The modern diagnosis for children of ADHD, Autism, and ODD are useful tools with many effective strategies and treatments to help cure them, or at least manage them well. There is an older concept in psychology that is also helpful to keep in mind when dealing with a child who has some conduct and behavioral issues.
Often children do pick battles of wills and create unnecessary beliefs about competition with peers and even parents. Aspects of society even encourage this in ways. Still, the child is generally seeking love and understanding and certainly needs to learn cooperation as a tool to engage the world with. This is where the balancing act begins. Neither being too strict or lenient is ultimately very useful. Being curious who your child is and allowing them to tell you who they are in ways that are not challenged or dismissed is often vital. These connections can be created by time spent “being” with your children, instead trying too hard to make them “do” or “learn” something.
I know this is not always a popular take on how to correct children. Our society often stresses giving orders to others, and we are in the habit of doing that towards children. In turn, the child often “dismisses” us in some form, which hurts our ego and sense of authority. I would say there are ways to let the child know that you do have feelings and can feel vulnerable to their “willful” behavior. This gives them a chance to be compassionate which often is a great outlet for the humanity we all need.

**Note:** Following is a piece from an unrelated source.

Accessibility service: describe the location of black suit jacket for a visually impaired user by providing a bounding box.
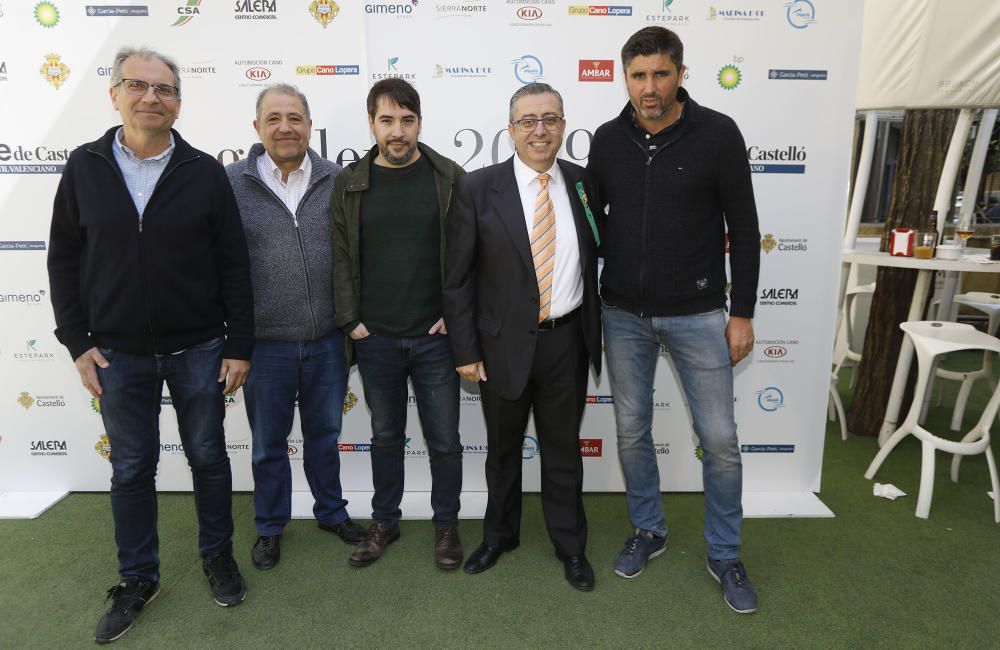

Throw a protest - have you ever said to your child, "No, I'm not going to play with you. Even though I want to play fair with you, since you are being too much of a brat, it's no fun if you always change the rules so that you always win." Overall, I am expressing an attitude that I have discovered, through hard won effort in play therapy that has greatly reduced the aggression of several “willful” children in play therapy. Frankly, I found this method by accident because some children were way too “willful” for me! Lol. Each parent can adapt this general attitude toward communication methods that fit best. See your child as person who needs protection, but also courage in a society that is giving very, very mixed, and confusing messages. I hope this helps. It’s an idea for an approach to a new start.